Вокруг камина ван Хорн поставил несколько приземистых современных мягких кресел и полукруглый четырехместный диван, вероятно прихваченные из нью-йоркской квартиры и весьма потертые. Но в основном комнату заполняли произведения искусства, некоторые стояли прямо посередине. Гигантский, вопиюще раскрашенный, полунадутый гамбургер из винила. Белая гипсовая женщина за настоящей гладильной доской со свернувшимся у ее ног чучелом настоящего кота. Стопка сигаретных блоков «Брилло», которые при ближайшем рассмотрении оказались не изящно склеенными картонными коробками, а шелковыми лоскутами, тщательно натянутыми на большие прямоугольные каркасы, сделанные из чего-то основательного, неподвижного. Неоновая радуга, не включенная и запылившаяся.
Ван Хорн похлопал по особенно уродливой скульптурной композиции – обнаженная женщина, лежащая на спине с раздвинутыми ногами, – сооруженной из проволочной сетки, расплющенных пивных банок, старого фарфорового горшка, служившего животом, обрезков хромированного бампера и предметов белья, задубевших от лака и клея. Лицо, обращенное к небу, точнее, к потолку, было лицом пластмассовой куклы, с какими Александра играла в детстве: ярко-синие глаза, розовые, как у херувима, щеки и вырезанные из дерева, раскрашенные пастелью волосы.
– Вот это главный гений среди тех, кто творит ради денег, – сказал ван Хорн, вытирая губы сложенными щепотью пальцами. – Кинхольц. Марисоль в мужской ипостаси. Посмотрите, какая фактура: никакого однообразия и заданности.
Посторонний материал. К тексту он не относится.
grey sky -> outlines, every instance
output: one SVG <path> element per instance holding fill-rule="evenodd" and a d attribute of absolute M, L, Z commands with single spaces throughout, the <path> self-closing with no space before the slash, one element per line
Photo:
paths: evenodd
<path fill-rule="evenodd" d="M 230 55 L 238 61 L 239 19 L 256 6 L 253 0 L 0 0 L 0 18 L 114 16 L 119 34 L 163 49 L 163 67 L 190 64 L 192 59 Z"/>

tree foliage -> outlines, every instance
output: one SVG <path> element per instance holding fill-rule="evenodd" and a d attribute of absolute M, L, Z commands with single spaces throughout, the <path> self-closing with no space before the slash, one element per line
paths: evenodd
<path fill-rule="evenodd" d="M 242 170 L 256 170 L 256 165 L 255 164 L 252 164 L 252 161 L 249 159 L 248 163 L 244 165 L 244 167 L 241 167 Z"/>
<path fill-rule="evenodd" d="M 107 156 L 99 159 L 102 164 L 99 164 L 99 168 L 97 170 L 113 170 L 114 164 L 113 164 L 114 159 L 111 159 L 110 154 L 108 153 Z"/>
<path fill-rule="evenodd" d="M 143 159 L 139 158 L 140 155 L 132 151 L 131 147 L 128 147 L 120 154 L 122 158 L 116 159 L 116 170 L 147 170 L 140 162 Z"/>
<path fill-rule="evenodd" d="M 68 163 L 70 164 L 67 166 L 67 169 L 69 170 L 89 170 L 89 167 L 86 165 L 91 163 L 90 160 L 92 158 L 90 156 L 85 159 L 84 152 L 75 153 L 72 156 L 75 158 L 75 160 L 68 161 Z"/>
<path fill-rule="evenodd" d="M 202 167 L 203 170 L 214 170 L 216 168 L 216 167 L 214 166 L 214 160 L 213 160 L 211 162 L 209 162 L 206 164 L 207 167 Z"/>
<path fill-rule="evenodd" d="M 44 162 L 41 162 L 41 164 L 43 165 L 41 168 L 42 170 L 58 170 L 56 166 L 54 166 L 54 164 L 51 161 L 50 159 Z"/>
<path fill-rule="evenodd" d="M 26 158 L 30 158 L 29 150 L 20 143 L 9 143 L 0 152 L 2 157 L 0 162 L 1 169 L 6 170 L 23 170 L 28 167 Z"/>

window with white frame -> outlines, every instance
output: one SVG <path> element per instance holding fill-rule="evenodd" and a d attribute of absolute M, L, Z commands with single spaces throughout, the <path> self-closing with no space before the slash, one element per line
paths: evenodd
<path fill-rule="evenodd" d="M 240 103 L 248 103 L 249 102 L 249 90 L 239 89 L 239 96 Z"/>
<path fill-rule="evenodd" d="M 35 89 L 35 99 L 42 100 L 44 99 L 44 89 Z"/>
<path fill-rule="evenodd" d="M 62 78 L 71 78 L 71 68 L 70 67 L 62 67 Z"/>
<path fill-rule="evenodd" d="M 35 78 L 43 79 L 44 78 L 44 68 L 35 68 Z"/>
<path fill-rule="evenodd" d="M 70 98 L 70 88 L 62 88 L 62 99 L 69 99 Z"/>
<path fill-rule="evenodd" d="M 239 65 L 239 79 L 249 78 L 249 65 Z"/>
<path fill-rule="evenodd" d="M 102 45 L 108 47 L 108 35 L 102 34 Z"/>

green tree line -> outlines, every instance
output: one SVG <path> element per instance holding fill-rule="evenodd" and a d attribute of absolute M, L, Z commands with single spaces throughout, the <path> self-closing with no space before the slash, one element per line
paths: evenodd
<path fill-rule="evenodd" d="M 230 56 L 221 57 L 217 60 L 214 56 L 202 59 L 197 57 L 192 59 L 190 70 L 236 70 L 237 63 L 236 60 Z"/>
Вот на что вы должны нацелиться. Изобилие, Vielfaltigkeit[30]30
Многогранность (нем.).
[Закрыть], двусмысленность, понимаете? Не обижайтесь, Лекса, мой друг, но вы заладили со своими куколками и долбите одно и то же.
– Они не куколки, а скульптура груба, это выпад против женщин, – вяло возразила Александра, в унисон моменту чувствуя себя расширяющейся и расфокусированной, испытывая скользящее ощущение, словно то ли мир проходит сквозь нее, то ли она плывет сквозь мир, – космическое смещение восприятия, как бывает, когда поезд тихо отходит от платформы, а кажется, что платформа отъезжает назад. – Мои «малышки» не шутка, они сделаны с любовью.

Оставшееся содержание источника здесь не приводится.